On vit bientôt se développer heureusement les conséquences de principes aussi sains et aussi rationnels. L'art du théâtre, l'art du livre, du vitrail, la peinture murale, la décoration des tissus, la céramique, la production du meuble en furent peu à peu renouvelés. L'architecture vint en dernier lieu et, comme dans bien d'autres pays, suivit un mouvement qu'elle aurait dû précéder. L'enseignement vit clairement, en même temps, dans quel sens il devait orienter l'éducation esthétique ou professionnelle des jeunes générations. Avant la résurrection de la nation, on assista donc aux débuts d'une renaissance artistique qui s'est continuée depuis lors avec une ampleur redoublée, dans une admirable unité de vues et d'inspiration.

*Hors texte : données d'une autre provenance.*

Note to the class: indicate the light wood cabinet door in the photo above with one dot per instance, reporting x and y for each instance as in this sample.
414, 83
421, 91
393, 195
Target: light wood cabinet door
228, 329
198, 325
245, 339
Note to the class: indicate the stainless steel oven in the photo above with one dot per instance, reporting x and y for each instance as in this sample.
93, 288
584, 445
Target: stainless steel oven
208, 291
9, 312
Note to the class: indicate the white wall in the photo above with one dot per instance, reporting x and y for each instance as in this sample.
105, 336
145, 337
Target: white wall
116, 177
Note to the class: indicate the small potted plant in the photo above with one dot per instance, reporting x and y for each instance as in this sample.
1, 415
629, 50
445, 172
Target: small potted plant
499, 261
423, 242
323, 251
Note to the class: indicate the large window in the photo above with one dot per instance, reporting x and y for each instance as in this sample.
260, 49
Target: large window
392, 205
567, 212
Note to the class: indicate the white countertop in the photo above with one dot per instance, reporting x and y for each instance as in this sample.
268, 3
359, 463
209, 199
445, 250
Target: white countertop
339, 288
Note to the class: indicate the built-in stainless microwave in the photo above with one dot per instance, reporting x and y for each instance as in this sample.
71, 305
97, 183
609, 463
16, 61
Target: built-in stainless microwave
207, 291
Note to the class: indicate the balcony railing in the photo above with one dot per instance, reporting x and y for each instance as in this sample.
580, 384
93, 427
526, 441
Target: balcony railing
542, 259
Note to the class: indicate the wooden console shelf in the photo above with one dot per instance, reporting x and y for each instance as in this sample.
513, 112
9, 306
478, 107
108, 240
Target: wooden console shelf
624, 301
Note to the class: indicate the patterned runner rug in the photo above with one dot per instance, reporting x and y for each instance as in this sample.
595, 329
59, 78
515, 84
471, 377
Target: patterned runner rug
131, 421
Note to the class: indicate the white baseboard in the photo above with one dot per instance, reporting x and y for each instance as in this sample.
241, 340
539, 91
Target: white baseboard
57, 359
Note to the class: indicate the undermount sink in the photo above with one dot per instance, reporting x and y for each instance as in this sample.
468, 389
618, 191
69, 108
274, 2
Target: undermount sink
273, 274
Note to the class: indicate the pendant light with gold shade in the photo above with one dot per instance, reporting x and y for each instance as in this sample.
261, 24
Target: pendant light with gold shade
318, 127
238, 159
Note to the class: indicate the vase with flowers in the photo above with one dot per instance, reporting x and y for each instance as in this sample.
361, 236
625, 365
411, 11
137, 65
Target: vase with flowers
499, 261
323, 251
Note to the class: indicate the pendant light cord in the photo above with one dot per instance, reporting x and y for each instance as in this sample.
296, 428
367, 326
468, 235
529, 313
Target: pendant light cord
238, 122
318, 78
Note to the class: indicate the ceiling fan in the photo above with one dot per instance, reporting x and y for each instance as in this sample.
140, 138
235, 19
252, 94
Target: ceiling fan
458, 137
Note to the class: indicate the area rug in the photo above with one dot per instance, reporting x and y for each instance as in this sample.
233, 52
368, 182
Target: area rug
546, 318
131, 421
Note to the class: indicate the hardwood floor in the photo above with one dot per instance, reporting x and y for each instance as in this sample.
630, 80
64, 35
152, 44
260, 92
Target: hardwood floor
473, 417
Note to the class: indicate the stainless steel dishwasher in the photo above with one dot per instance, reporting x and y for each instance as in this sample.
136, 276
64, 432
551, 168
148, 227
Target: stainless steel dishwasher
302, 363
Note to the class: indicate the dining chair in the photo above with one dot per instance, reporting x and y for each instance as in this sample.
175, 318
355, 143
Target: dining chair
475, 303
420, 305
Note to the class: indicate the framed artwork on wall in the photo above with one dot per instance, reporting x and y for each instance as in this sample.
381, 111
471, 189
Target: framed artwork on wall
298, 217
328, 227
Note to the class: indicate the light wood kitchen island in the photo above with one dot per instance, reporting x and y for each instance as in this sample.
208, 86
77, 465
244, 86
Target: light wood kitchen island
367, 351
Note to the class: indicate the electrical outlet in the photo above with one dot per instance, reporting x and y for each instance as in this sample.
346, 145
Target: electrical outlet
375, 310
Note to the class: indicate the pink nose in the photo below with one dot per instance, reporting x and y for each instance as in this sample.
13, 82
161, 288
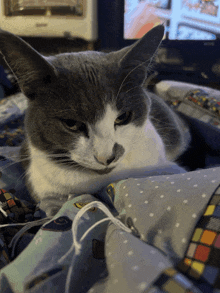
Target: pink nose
105, 160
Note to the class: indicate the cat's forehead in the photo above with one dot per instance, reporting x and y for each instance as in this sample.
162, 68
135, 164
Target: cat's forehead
78, 62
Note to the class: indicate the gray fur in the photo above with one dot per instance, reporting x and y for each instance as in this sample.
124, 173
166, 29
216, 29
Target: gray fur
79, 86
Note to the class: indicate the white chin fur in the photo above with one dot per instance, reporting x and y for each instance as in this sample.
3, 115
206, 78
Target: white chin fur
48, 178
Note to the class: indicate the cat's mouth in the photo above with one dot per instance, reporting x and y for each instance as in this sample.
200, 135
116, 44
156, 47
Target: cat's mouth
103, 171
65, 160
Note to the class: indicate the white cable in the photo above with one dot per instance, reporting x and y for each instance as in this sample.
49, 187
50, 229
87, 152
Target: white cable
77, 244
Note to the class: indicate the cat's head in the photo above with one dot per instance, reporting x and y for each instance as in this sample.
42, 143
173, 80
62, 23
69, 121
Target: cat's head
84, 108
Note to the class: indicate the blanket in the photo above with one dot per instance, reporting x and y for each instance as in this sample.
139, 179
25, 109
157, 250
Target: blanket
159, 233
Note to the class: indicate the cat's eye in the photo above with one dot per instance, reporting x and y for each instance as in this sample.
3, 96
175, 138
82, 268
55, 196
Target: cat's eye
74, 125
124, 118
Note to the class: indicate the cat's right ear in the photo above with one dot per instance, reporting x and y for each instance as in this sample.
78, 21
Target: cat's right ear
30, 68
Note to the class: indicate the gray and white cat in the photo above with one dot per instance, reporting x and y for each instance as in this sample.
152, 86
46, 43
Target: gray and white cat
90, 120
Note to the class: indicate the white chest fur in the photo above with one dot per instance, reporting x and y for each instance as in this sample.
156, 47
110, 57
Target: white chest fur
49, 178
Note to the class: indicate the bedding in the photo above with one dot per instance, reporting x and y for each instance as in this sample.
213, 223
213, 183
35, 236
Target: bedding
159, 233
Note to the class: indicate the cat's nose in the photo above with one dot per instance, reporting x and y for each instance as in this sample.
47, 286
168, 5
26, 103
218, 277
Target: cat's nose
104, 160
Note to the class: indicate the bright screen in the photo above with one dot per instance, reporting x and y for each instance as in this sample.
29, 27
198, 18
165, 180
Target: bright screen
183, 19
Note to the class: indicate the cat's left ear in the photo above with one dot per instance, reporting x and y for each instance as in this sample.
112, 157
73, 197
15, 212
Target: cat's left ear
30, 68
135, 59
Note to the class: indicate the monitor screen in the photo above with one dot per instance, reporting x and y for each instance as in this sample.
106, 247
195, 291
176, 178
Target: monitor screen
183, 19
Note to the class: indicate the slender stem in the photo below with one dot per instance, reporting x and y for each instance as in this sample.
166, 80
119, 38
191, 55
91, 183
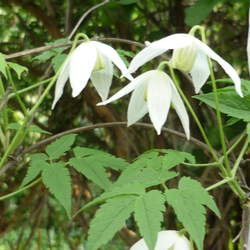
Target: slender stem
29, 88
201, 164
222, 182
20, 190
22, 105
217, 106
241, 154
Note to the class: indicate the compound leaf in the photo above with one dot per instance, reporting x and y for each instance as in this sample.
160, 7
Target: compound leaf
57, 179
148, 214
109, 219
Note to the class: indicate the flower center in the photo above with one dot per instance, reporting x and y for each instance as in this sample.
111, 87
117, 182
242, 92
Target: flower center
184, 58
100, 63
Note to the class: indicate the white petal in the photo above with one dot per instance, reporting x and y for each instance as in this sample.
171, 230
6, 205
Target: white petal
180, 109
225, 65
200, 71
137, 107
114, 57
165, 240
82, 63
159, 96
61, 81
102, 79
130, 87
156, 48
248, 42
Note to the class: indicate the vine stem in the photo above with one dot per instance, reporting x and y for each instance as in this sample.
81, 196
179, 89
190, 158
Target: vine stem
20, 190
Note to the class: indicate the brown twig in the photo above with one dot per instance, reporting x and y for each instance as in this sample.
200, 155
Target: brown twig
85, 15
90, 127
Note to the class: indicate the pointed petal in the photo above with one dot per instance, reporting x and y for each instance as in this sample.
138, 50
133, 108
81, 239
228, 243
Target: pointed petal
82, 63
137, 107
180, 109
225, 65
114, 57
159, 96
200, 71
61, 81
102, 79
168, 239
128, 88
248, 42
156, 48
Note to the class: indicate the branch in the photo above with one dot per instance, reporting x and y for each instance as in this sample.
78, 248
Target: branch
46, 141
48, 47
85, 15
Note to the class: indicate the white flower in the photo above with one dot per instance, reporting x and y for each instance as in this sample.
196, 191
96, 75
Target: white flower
166, 240
248, 42
153, 92
190, 55
90, 60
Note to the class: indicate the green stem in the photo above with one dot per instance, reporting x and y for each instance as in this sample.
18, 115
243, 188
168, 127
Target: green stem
22, 105
218, 184
238, 160
217, 105
20, 190
29, 88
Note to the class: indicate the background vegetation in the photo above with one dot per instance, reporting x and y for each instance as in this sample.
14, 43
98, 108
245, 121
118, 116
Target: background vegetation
34, 219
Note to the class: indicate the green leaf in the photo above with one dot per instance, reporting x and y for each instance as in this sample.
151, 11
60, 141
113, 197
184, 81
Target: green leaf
93, 170
109, 219
188, 201
3, 65
60, 146
230, 103
57, 61
148, 214
19, 69
57, 179
199, 11
198, 193
106, 159
135, 189
37, 163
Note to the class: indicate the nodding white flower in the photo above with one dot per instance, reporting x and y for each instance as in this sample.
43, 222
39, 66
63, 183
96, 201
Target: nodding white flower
153, 92
90, 60
166, 240
190, 55
248, 42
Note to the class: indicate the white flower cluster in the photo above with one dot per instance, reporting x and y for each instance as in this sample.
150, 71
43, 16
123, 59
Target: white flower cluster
153, 91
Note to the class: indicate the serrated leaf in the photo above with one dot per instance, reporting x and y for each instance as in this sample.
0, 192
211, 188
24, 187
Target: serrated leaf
106, 159
57, 61
230, 103
60, 146
57, 179
19, 69
198, 193
109, 219
35, 128
149, 215
93, 170
190, 213
144, 175
135, 189
37, 163
3, 65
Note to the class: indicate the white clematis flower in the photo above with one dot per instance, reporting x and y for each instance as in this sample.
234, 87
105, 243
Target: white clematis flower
190, 55
153, 92
166, 240
90, 60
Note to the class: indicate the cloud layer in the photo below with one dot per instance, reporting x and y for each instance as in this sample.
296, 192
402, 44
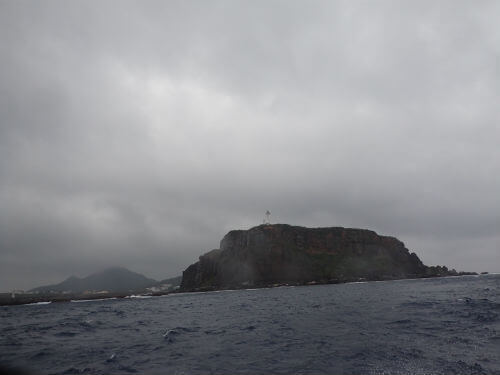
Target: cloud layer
137, 134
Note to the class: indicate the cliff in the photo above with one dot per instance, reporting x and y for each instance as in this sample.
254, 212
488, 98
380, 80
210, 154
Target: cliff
285, 254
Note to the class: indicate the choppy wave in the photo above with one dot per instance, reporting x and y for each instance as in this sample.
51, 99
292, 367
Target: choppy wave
435, 326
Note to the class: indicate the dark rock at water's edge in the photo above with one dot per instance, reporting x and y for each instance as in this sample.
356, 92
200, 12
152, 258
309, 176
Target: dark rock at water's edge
281, 254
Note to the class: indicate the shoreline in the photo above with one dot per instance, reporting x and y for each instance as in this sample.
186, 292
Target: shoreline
35, 299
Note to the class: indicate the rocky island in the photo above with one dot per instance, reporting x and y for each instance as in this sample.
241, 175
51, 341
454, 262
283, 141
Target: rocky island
281, 254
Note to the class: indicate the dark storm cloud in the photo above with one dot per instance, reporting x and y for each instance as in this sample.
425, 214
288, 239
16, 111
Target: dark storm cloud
138, 134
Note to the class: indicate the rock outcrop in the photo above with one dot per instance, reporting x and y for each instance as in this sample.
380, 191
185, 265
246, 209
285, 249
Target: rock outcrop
284, 254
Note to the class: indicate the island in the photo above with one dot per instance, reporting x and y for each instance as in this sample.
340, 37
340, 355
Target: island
282, 254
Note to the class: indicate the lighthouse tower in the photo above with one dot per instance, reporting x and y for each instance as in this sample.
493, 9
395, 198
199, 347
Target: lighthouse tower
267, 217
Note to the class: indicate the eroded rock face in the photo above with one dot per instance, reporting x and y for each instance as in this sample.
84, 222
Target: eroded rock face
280, 253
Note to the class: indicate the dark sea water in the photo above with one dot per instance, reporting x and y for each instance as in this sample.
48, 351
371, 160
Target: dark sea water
433, 326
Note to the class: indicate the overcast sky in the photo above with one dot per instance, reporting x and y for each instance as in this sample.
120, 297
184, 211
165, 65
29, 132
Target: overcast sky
137, 133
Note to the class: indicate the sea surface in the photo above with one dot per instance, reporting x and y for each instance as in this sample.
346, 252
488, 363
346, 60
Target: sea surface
428, 326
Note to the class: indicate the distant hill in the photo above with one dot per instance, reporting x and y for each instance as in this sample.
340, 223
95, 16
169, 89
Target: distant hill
114, 279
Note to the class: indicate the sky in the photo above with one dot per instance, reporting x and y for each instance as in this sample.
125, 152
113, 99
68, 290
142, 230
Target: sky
138, 133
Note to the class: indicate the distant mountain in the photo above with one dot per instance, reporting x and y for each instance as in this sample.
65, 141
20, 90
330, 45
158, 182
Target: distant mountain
114, 279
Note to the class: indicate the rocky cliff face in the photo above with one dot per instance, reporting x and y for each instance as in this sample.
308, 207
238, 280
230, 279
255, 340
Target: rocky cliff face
278, 254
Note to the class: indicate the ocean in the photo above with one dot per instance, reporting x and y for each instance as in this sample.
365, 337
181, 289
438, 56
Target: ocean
426, 326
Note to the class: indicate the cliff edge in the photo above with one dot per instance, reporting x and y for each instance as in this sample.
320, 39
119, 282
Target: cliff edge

Pour la bien comprendre il faut en étudier les manifestations premières à la classe de l'enseignement. La Pologne est un des pays qui a le mieux compris que l'art de demain devait être méthodiquement préparé, qu'il ne fallait pas le livrer au hasard. Et rien n'est plus instructif que les travaux de ses écoles d'art, que les principes et les méthodes qui y dominent. Je ne veux retenir ici qu'un seul exemple qui m'a frappé particulièrement. L'école nationale de l'industrie du bois de Zakopane déclare expressément que les professeurs ont pour tâche de ne pas initier leurs élèves aux styles anciens et modernes et de les soustraire à toute influence extérieure. Sans doute ils s'agitici d'élèves paysans dont on peut chercher à accroître l'habileté manuelle, mais dont il faut conserver intacte la source d'inspiration. Ailleurs pourtant, que ce soit à l'Ecole municipale de peinture et d'art décoratif de Varsovie, à l'Ecole nationale des arts décoratifs de Poznan, à l'Ecole des Beaux-Arts de Varsovie ouverte en 1923 ou dans de simples écoles municipales professionnelles, on sent partout le même esprit de fierté nationale et d'indépendance dominer l'enseignement tout entier. «L'idée principale de l'Exposition, nous dit-on, est de faire ressortir la tendance moderne de nos écoles qui veut mettre de l'ordre dans le système d'enseignement, en le basant sur le travail pratique dans les ateliers, en donnant aux élèves l'outil et la matière en main, en encourageant en première ligne la création individuelle, sans faire copier les styles du passé...»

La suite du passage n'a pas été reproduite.